Pareciera que el mundo se fuera a acabar tal y como lo conocemos tras cada silencio de su piano, hay un instante roto de tabaco y preludios una y otra vez, mudo, poderosamente inmune; suave es el derroche de eternidad, amargo el aplauso, sabedor de la irrepetible huella y su quietud como un amanecer; todo es noche y es una tenue luz azul salpicada de los dedos invisibles del músico, de su espíritu alado, de un ritmo plausible, sin infancia, al borde de ser gastado en la bondad de lo que le queda al día para terminar de ser un día supremo, el primero del porvenir amueblado por la música de Bill Evans, la música roja de Bill Evans.

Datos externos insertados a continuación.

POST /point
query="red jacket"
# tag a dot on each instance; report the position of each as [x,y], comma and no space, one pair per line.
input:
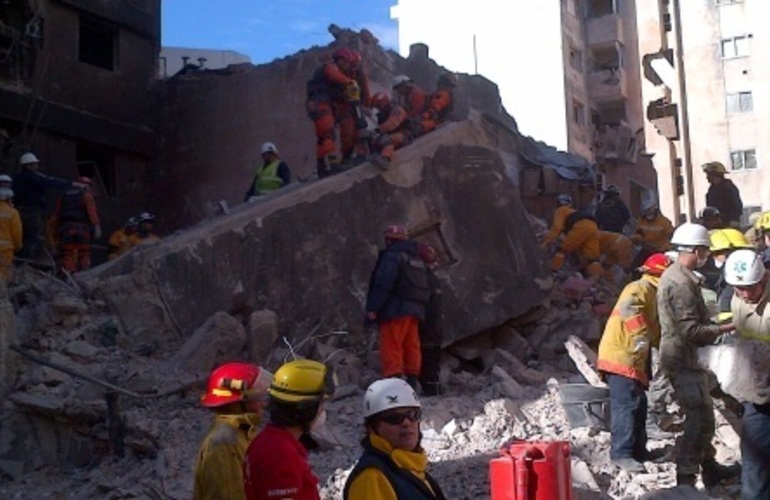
[276,468]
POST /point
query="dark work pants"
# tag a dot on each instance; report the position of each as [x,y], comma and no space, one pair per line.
[628,418]
[755,452]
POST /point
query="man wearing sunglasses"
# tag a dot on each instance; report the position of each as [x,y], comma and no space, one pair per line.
[745,271]
[393,464]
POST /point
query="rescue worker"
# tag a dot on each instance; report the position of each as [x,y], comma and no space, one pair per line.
[611,213]
[685,326]
[10,230]
[334,95]
[723,243]
[77,223]
[439,106]
[624,360]
[431,330]
[272,175]
[745,271]
[393,464]
[276,465]
[564,208]
[29,198]
[581,245]
[722,194]
[398,295]
[119,242]
[236,394]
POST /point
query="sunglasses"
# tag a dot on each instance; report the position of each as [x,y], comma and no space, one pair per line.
[397,418]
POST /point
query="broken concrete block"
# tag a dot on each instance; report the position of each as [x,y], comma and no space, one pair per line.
[220,339]
[262,334]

Hay un amor prendido, un amor
prendado, pendiente, ponderado, perdido y encontrado,
hay un amor parado en medio de las
guerras, parecido a una estatua,
un amor sabio, subido a espaldas de
gigantes, salvador, santo,
hay un amor educado, activo,
completo, estelar: un amor celebración,
de cerebro pleno, prendido a las
teclas blancas, a las teclas negras
del piano de Bill Evans, prendado de
cada certeza doméstica,
pendiente de perderse en cada
encuentro, poderoso.
Ese amor es el mío. Es el nuestro. Es
el tuyo.
No es una estatua, que es un amor en
el tiempo. Un amor desmedido, hecho a medida.